Depuis que le Christ est mort sur la croix, nous disons, nous croyons, quoi qu’il nous en coûte, que tout homme, toute femme, est un frère, une sœur, pour qui le Christ est mort. Tout homme, toute femme, même ceux qui nous rejettent, même ceux qui nous méprisent, même ceux qui ne le connaissent pas, tout homme, toute femme, est un frère, une sœur, pour qui le Christ est mort. Ne l’oublions jamais, c’est dans le sang du Christ que naît la vocation de l’Église à la catholicité.
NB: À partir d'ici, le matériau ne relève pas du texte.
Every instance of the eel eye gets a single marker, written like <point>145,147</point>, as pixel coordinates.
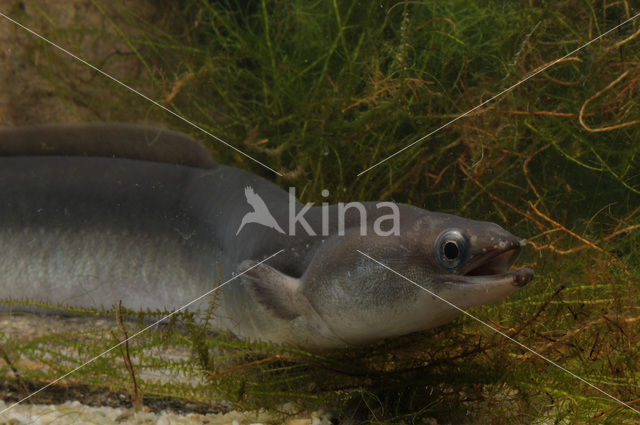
<point>451,249</point>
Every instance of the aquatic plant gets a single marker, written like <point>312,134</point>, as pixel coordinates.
<point>323,90</point>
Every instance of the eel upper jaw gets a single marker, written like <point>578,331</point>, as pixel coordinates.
<point>493,268</point>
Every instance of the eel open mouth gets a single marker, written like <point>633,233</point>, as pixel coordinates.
<point>496,264</point>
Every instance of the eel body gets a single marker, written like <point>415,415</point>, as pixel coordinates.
<point>94,215</point>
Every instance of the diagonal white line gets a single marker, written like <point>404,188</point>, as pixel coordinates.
<point>501,333</point>
<point>499,94</point>
<point>135,335</point>
<point>145,97</point>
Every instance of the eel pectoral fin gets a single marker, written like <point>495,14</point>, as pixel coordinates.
<point>278,293</point>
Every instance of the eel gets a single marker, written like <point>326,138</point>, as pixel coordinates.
<point>94,215</point>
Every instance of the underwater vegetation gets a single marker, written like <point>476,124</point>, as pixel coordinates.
<point>321,91</point>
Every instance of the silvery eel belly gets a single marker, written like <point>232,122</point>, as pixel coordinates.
<point>95,215</point>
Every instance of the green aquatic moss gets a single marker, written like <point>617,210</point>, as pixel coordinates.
<point>321,91</point>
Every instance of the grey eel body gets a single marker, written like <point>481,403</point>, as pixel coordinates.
<point>94,215</point>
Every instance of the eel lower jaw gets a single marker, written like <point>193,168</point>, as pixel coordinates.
<point>495,270</point>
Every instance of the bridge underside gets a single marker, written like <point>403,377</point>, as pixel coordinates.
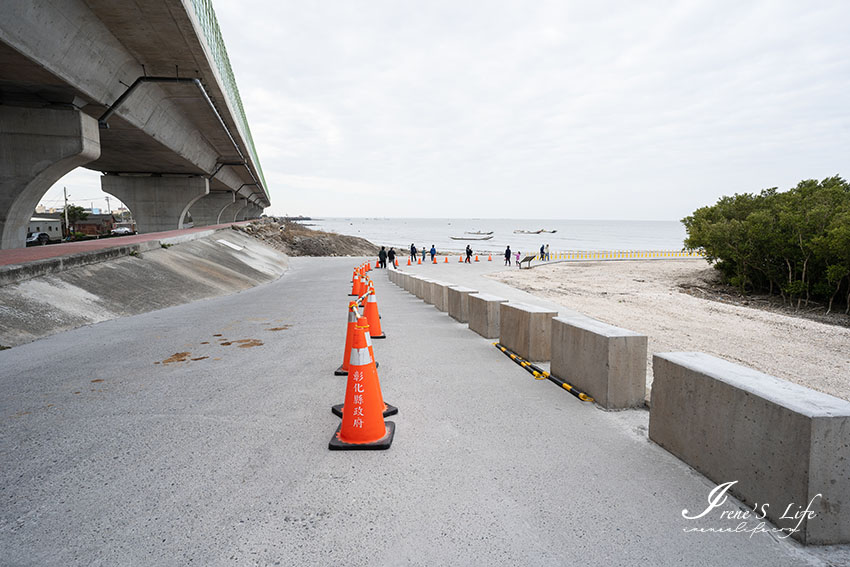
<point>76,67</point>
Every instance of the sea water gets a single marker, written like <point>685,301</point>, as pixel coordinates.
<point>569,235</point>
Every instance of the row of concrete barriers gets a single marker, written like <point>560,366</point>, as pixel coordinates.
<point>780,443</point>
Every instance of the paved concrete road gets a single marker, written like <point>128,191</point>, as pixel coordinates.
<point>109,458</point>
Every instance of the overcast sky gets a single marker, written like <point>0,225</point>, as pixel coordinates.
<point>576,110</point>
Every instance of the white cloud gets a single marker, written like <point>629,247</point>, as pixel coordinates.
<point>642,110</point>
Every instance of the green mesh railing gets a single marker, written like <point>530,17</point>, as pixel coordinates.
<point>209,24</point>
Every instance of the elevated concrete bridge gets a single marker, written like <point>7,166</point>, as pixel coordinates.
<point>140,91</point>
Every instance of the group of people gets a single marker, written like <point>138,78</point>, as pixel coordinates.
<point>384,255</point>
<point>544,254</point>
Voilà pourquoi, chers frères prêtres et diacres, nous devons d’abord et avant tout aimer le peuple que Dieu nous confie. L’aimer et le servir. C’est aussi le meilleur moyen de prévenir les dérives et les abus qui abîment ce peuple, spécialement les plus fragiles lorsque nous dévions de la seule façon d’exercer le pouvoir qui nous a été confié, et qui est celle du service et de l’humilité. Ce que Dieu a donné à ce peuple, sa sagesse ancestrale, son génie spirituel, les richesses de ses cultures, voilà les pierres d’attente de l’Évangile, voilà les semences du Verbe qu’il nous revient de chercher et de faire fructifier. À Marseille, nous sommes en pays de mission ! Et ici comme ailleurs, l’évangélisation ne sera jamais réductible au placage de quelques paroles extérieures à des inconnus qui resteront inconnus : non, l’évangélisation passe par le respect patient et amoureux d’un peuple, d’une terre, de cet homme-là ou de cette femme-là, qui pourra découvrir l’amitié que le Christ lui porte à travers l’amitié que moi-même, envoyé par le Christ, je m’efforce de lui offrir, dans l’ordinaire des jours.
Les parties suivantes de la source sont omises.